Interested in contributing? Check out the contributing guidelines. Please note
that this project is released with a Code of Conduct. By contributing to this
project, you agree to abide by its terms.

## License

`fixml` was created by John Shiu, Orix Au Yeung, Tony Shum, and Yingzi Jin as a
deliverable product during our capstone project of the UBC-MDS program in
collaboration with Dr. Tiffany Timbers and Dr. Simon Goring. It is licensed
under the terms of the MIT license for software code. Reports and instructional
materials are licensed under the terms of the CC-BY 4.0 license.

## Citation

If you use fixml in your work, please cite:

```
@misc{mds2024fixml,
  author =       {John Shiu, Orix Au Yeung, Tony Shum, and Yingzi Jin},
  title =        {fixml: A Comprehensive Tool for Test Evaluation and Specification Generation},
  howpublished = {\url{https://https://github.com/UBC-MDS/fixml}},
  year =         {2024}
}
```

## Acknowledgements
We'd like to thank everyone who has contributed to the development of
the `fixml` package. This is a new project aimed at enhancing the robustness and
reproducibility of applied machine learning software.
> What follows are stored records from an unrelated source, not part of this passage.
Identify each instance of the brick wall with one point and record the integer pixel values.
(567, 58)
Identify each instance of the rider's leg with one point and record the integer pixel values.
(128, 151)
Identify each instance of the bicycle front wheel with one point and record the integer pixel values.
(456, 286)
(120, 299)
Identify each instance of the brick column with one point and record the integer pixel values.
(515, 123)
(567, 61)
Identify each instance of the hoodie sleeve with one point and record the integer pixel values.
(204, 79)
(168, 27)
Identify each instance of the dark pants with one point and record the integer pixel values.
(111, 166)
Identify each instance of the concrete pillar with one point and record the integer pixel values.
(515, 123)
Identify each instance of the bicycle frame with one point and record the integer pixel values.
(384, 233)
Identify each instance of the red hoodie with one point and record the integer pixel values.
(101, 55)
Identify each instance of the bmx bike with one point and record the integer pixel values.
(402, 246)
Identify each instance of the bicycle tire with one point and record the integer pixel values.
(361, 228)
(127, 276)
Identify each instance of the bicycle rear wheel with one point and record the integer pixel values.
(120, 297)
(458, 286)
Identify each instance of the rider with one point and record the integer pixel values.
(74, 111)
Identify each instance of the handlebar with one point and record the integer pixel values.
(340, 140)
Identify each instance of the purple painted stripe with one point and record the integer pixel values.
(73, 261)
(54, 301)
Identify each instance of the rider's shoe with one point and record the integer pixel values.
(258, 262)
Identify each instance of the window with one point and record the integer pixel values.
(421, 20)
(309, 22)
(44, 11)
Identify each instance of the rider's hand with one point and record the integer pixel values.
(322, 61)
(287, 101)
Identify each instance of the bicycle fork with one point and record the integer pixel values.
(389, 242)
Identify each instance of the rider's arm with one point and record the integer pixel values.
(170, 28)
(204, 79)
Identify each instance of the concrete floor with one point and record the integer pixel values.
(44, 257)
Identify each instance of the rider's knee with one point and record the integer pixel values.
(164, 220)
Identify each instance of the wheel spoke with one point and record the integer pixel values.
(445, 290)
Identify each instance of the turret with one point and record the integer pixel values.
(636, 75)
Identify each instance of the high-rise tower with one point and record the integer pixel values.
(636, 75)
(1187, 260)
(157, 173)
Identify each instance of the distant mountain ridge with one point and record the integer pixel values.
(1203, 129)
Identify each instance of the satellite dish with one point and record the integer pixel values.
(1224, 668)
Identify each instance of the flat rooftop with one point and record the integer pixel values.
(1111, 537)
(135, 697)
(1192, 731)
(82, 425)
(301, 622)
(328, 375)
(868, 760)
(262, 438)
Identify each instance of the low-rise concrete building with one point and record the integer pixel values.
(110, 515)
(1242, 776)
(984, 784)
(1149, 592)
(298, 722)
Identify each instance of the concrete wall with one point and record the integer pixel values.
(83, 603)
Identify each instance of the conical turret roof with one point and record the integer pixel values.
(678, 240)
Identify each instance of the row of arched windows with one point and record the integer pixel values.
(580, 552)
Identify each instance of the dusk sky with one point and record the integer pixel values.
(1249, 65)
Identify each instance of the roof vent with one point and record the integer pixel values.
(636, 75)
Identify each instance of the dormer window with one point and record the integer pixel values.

It is meant to be a
research tool and is currently hosting on GitHub as an open source project. We
welcome it to be read, revised, and supported by data scientists, machine
learning engineers, educators, practitioners, and hobbyists alike. Your
contributions and feedback are invaluable in making this package a reliable
resource for the community. 

Special thanks to the University of British Columbia (UBC) and the University of
Wisconsin-Madison for their support and resources. We extend our gratitude to
Dr. Tiffany Timbers and Dr. Simon Goringfor their guidance and expertise, which
have been instrumental in the development of this project.